Temat brzmi dość groźnie ale właśnie z tym problemem do Was przychodzę. Chodzi o kotkę mojego brata. Została ona zagarnięta z podwórka na początku grudnia. Do tego czasu żyła na podwórku, spała w kotłowni przez nie cały rok, kotka młodziutka. W grudniu została zabrana przez mojego brata i jego dziewczynę to mieszkania i stała się kotkiem niewychodzacym. Po około dwóch tygodniach zaczęła wymiotować glistami. Była bardzo zarobaczone. Jedno, drugie odrobaczenie i chyba po problemie. Niestety po pozbyciu się robaków pojawiła się krew w kupie i krwawienie z odbytu. Nie jest to tak, że krew się leje, po prostu zaczęła zostawiać ślady (kleksy) w miejscach w których siedziała.

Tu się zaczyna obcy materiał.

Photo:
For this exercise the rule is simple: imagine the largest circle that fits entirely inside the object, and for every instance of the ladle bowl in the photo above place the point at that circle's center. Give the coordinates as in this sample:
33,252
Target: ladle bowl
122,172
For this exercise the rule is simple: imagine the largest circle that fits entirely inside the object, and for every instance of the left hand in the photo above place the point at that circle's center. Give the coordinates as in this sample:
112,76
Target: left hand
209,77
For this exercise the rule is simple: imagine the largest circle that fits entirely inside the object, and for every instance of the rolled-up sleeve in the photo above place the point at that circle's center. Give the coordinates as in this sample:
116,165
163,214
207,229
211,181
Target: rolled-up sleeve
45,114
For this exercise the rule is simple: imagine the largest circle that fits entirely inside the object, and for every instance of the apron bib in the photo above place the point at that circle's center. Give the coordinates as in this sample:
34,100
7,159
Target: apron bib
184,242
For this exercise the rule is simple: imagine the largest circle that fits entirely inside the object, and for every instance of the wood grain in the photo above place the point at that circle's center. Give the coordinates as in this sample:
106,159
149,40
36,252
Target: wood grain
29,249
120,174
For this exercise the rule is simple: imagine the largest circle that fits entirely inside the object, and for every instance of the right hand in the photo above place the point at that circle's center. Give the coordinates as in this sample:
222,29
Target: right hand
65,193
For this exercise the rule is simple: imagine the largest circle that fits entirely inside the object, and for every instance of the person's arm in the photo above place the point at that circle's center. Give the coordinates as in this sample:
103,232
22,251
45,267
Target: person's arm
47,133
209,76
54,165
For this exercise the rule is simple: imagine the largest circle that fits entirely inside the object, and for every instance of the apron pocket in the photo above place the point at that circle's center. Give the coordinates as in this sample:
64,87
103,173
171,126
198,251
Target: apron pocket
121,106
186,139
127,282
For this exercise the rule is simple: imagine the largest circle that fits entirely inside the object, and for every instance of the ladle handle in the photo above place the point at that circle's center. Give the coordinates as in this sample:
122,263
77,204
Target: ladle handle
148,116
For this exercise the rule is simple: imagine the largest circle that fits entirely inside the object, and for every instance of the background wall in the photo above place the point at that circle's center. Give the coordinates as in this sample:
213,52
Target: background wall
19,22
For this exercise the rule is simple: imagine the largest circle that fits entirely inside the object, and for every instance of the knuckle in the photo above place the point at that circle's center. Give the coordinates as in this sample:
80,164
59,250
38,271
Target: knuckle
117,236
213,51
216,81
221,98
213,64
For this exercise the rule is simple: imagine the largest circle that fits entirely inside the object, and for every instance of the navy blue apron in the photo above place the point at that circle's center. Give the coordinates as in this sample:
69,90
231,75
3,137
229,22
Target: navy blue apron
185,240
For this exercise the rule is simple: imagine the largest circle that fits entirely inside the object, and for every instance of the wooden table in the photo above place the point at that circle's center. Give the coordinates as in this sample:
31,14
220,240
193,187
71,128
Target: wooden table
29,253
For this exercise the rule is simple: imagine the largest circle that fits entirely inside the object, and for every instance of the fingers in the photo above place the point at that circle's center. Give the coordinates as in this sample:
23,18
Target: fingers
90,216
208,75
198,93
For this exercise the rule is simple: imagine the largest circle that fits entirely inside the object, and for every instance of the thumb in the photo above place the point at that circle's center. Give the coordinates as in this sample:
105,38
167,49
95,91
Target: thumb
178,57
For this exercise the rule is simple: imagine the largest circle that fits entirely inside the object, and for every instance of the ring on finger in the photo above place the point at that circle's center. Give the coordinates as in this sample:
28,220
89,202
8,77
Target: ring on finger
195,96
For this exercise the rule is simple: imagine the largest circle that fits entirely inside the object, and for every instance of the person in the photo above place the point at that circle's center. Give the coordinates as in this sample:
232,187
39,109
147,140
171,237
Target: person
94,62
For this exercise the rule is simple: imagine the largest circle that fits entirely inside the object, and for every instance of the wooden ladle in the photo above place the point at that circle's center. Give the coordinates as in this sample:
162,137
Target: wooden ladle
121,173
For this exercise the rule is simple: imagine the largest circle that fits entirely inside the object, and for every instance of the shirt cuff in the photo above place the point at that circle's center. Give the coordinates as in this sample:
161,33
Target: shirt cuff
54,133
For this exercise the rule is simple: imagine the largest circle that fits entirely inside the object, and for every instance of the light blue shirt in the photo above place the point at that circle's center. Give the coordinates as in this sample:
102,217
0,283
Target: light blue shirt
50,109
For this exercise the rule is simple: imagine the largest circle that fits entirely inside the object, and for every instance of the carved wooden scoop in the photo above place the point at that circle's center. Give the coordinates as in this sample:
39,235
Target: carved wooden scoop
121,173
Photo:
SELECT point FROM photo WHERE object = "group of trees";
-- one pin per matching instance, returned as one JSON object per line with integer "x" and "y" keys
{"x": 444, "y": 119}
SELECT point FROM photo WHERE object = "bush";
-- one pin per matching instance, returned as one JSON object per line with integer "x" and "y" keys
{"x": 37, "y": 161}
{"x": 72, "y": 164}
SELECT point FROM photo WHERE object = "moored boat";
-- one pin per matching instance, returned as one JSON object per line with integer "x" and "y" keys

Wizyta u weta, który po wymaganiu kotki stwierdzil krwotoczne zapalenie jelita, dostała antybiotyk w zastrzyku i tabletki na tydzień bo wypadały akurat święta. Poprawiło się kotce, przestała plamić. Po tygodniu wszystko wróciło, kolejna wizyta u weta który powiedział,że po ostatnich antybiotykach powinno przejść, no nie przeszło. Kotka dostała zastrzyk osłonowy i polecenie odstawienia mokrej karmy i dawanie tylko suchej. nie na kilka dni był spokój. Tydzień temu plamienia znów wróciły. Wizyta tym razem unijnego weta. Kotka okaz zdrowia, temperatura wzorowa, zaopachy z pyszczka i odbytu w normie, apetyt dopisuje, bawi się i zachowuje normalnir. Wet rozkłada ręce, kotka dostała tabletki na owrzodzenia na 10 dni. Podejrzewamy, że owe krwawienie jest po robakach bo było ich na prawdę dużo, ale to tylko nasze podejrzenia.
Próbuje pomóc jakoś bratu i znaleźć jakieś rozwiązanie bo szkoda mi kotki, która ze względu na to,że brudzi przebywa w jednym pokoju.
Czy macie jakieś pomysły co może być przyczyną tego krwawienia? Co ewentualnie można jeszcze sprawdzić, zbadać?